PostgreSQL UNION
Introduction
When working with databases, you'll often need to combine results from multiple queries into a single result set. PostgreSQL's UNION
operator is a powerful tool that allows you to do exactly that - merge the results of two or more SELECT
statements into one.
The UNION
operator is particularly useful when you need to:
- Combine data from different tables with similar structures
- Create comprehensive reports from fragmented data
- Generate consolidated views of related information
In this tutorial, we'll explore how to use the UNION
operator effectively, understand its syntax, and see practical examples of how it can solve real-world problems.
Basic Syntax
The basic syntax for using the UNION
operator is:
SELECT column1, column2, ... FROM table1
UNION
SELECT column1, column2, ... FROM table2;
For this to work correctly, there are a few important rules:
- Both queries must return the same number of columns
- Corresponding columns must have compatible data types
- The column names from the first query will be used as the column names in the result set
UNION vs.

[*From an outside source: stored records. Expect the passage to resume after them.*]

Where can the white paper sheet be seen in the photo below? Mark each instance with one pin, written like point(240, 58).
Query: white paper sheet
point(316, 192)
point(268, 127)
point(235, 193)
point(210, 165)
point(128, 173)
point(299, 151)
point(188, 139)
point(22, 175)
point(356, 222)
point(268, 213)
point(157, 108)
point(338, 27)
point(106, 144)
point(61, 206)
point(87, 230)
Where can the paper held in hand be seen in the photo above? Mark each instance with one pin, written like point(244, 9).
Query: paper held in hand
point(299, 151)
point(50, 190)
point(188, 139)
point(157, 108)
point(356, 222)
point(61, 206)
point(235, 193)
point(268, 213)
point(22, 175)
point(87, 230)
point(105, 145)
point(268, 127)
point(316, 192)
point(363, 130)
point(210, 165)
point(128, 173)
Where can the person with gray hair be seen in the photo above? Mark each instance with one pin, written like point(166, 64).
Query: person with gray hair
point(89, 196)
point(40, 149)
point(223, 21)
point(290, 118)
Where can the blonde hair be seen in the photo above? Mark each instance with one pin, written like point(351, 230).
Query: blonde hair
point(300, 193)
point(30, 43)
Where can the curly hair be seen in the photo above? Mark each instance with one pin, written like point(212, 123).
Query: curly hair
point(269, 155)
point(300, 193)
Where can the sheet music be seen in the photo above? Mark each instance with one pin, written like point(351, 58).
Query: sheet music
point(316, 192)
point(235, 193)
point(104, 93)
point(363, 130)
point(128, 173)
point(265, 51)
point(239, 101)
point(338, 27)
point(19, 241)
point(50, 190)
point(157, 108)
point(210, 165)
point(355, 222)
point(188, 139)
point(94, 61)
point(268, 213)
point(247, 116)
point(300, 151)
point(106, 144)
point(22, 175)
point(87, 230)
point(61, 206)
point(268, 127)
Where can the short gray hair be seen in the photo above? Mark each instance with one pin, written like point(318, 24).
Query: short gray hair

UNION ALL
PostgreSQL offers two variants of the union operation:
UNION
: Combines the results and removes duplicates (distinct values only)UNION ALL
: Combines the results and keeps all rows, including duplicates
Example: UNION vs. UNION ALL
Let's create two simple tables to demonstrate:
CREATE TABLE employees_north (
id SERIAL PRIMARY KEY,
name VARCHAR(100),
department VARCHAR(100)
);
CREATE TABLE employees_south (
id SERIAL PRIMARY KEY,
name VARCHAR(100),
department VARCHAR(100)
);
-- Insert some data
INSERT INTO employees_north (name, department) VALUES
('John Smith', 'Marketing'),
('Mary Johnson', 'Finance'),
('Robert Davis', 'HR');
INSERT INTO employees_south (name, department) VALUES
('Sarah Miller', 'Engineering'),
('James Wilson', 'Sales'),
('Mary Johnson', 'Finance'); -- Duplicate entry
Now, let's see the difference between UNION
and UNION ALL
:
-- UNION (removes duplicates)
SELECT name, department FROM employees_north
UNION
SELECT name, department FROM employees_south;
-- UNION ALL (keeps duplicates)
SELECT name, department FROM employees_north
UNION ALL
SELECT name, department FROM employees_south;
Output with UNION
:
name | department
--------------+------------
John Smith | Marketing
Mary Johnson | Finance
Robert Davis | HR
Sarah Miller | Engineering
James Wilson | Sales
Output with UNION ALL
:
name | department
--------------+------------
John Smith | Marketing
Mary Johnson | Finance
Robert Davis | HR
Sarah Miller | Engineering
James Wilson | Sales
Mary Johnson | Finance
Notice that with UNION
, the duplicate entry for "Mary Johnson" appears only once, while with UNION ALL
, it appears twice.
Sorting Results
When using UNION
, you can sort the combined results using an ORDER BY
clause at the end:
SELECT name, department FROM employees_north
UNION
SELECT name, department FROM employees_south
ORDER BY name;
Output:
name | department
--------------+------------
James Wilson | Sales
John Smith | Marketing
Mary Johnson | Finance
Robert Davis | HR
Sarah Miller | Engineering
Working with Different Column Names
What if your tables have different column names but compatible data types? You can still use UNION
, but the column names from the first query will be used in the result set:
SELECT name, department AS division FROM employees_north
UNION
SELECT employee_name, dept FROM employees_other;
In this case, the result set would use "name" and "division" as column names.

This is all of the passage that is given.